On n'entend retentir que calomnies ou médisances cruelles. Lorsque chacun devrait uniquement se faire un devoir de servir Dieu, on entend dire : Parlons mal d'un tel et d'un tel; de celui-ci encore qui n'est pas digne d'appartenir au clergé, tant sa conduite est honteuse et déshonorante. Il nous faudrait déplorer nos péchés personnels, et nous jugeons les autres; lorsque nous n'aurions pas ce droit, quand même nous serions purs. de tout péché. Car, dit l'apôtre, « qui donc vous distingue? Qu'avez-vous que vous n'ayez reçu? Et si vous l'avez reçu, comment vous en glorifiez-vous comme si vous. ne l'aviez pas reçu?» (I Cor. IV, 7.) Et vous, comment jugez-vous votre frère, étant vous-même couvert de plaies sans nombre ? Quand vous aurez répété de lui: C'est un méchant, un pervers, un scélérat, ramenez votre pensée sur vous-même; sondez-vous, examinez-vous avec soin, et vous regretterez ce que vous aurez dit.
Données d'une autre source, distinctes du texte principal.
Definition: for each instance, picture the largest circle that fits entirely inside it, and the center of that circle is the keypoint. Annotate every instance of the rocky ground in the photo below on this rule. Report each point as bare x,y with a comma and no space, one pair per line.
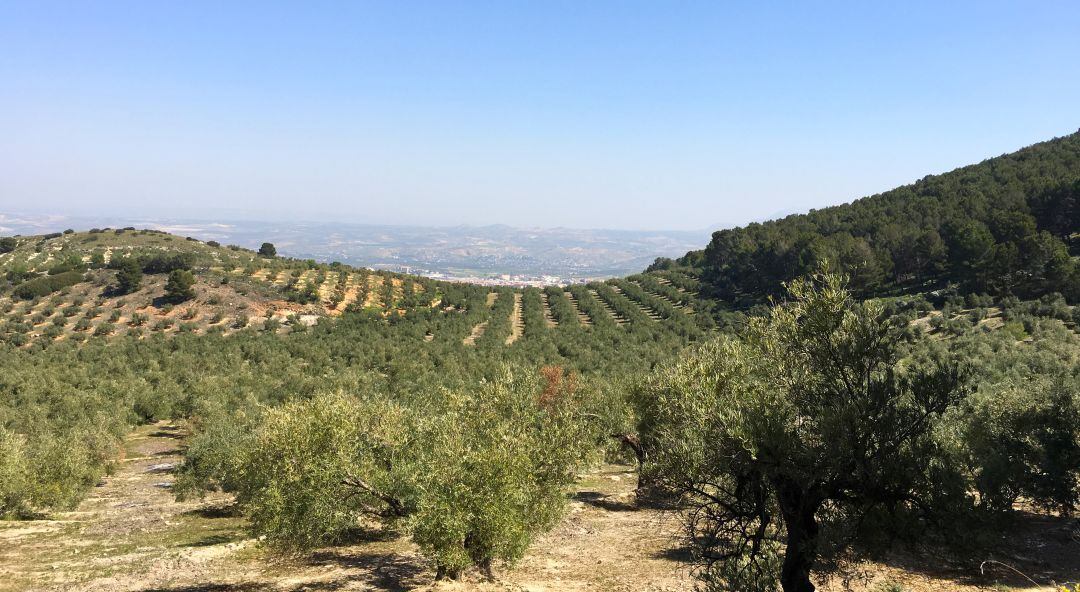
131,535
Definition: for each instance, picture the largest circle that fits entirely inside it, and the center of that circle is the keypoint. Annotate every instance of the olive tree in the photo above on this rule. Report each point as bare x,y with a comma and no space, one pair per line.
781,440
179,286
471,475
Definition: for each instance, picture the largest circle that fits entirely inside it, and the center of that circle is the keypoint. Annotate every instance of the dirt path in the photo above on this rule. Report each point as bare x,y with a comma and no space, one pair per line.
619,319
131,535
516,321
582,318
476,333
549,319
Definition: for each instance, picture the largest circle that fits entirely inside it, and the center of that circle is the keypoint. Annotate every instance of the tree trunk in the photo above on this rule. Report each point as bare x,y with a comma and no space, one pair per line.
800,550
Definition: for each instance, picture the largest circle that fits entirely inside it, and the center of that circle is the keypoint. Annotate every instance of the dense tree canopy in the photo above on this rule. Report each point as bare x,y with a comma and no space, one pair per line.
1004,226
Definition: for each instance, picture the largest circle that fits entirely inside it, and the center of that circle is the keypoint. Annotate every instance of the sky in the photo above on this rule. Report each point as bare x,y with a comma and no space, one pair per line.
590,115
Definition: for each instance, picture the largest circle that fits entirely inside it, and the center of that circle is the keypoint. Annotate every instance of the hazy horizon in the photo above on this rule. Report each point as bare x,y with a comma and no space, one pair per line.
607,116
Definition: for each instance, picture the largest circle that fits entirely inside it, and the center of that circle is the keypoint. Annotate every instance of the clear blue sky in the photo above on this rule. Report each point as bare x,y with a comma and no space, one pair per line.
618,115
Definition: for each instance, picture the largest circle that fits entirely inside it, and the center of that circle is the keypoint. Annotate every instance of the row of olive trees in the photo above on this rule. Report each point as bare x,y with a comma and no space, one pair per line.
820,426
472,475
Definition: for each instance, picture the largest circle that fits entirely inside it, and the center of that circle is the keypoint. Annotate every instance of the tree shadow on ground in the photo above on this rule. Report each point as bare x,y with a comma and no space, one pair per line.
244,587
679,553
385,572
230,509
1033,550
604,501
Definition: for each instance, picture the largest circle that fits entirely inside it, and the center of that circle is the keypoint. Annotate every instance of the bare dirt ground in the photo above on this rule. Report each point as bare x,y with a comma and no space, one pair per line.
131,535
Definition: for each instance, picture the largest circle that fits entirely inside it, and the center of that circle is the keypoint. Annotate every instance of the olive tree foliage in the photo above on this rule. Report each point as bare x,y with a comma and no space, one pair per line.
1018,434
784,440
472,475
179,286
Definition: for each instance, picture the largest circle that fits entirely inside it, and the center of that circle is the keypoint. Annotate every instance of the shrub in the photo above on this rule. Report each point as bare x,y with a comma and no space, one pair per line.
472,476
45,285
782,440
179,286
129,276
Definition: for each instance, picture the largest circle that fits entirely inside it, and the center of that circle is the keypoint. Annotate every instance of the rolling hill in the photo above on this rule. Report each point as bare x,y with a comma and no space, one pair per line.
1008,225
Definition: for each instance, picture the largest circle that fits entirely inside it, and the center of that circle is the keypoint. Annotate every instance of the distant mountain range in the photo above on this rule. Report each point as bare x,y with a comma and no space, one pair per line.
459,252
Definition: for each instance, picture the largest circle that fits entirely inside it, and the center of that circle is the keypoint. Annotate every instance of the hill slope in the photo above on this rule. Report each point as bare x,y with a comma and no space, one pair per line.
1008,225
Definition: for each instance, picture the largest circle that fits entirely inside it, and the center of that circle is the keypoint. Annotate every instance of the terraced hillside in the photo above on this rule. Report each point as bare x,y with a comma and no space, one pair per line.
65,287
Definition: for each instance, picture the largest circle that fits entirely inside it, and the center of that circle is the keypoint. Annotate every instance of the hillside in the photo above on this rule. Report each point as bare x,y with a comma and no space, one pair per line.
1008,225
184,415
237,288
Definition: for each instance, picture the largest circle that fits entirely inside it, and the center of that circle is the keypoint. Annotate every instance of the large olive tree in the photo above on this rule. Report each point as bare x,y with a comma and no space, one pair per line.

Car aucune exhortation au monde, non, aucune ne vaut le souvenir de vos péchés. Si nous pratiquons au reste ces deux -points, nous pourrons gagner les biens promis, nous pourrons nous laver et nous purifier. Ayons seulement bien soin d'y penser et de porter là tous nos efforts, mes bien-aimés frères; livrons-nous en cette vie à la sainte douleur de l’âme, afin d'éviter dans l'autre l'inutile douleur du supplice; ainsi nous jouirons du bonheur éternel, d'où seront bannis la douleur, le deuil, le gémissement; ainsi nous atteindrons les biens impérissables qui surpassent toute intelligence humaine, en Jésus-Christ Notre-Seigneur à lui soit la gloire , aux siècles des siècles. Ainsi soit-il.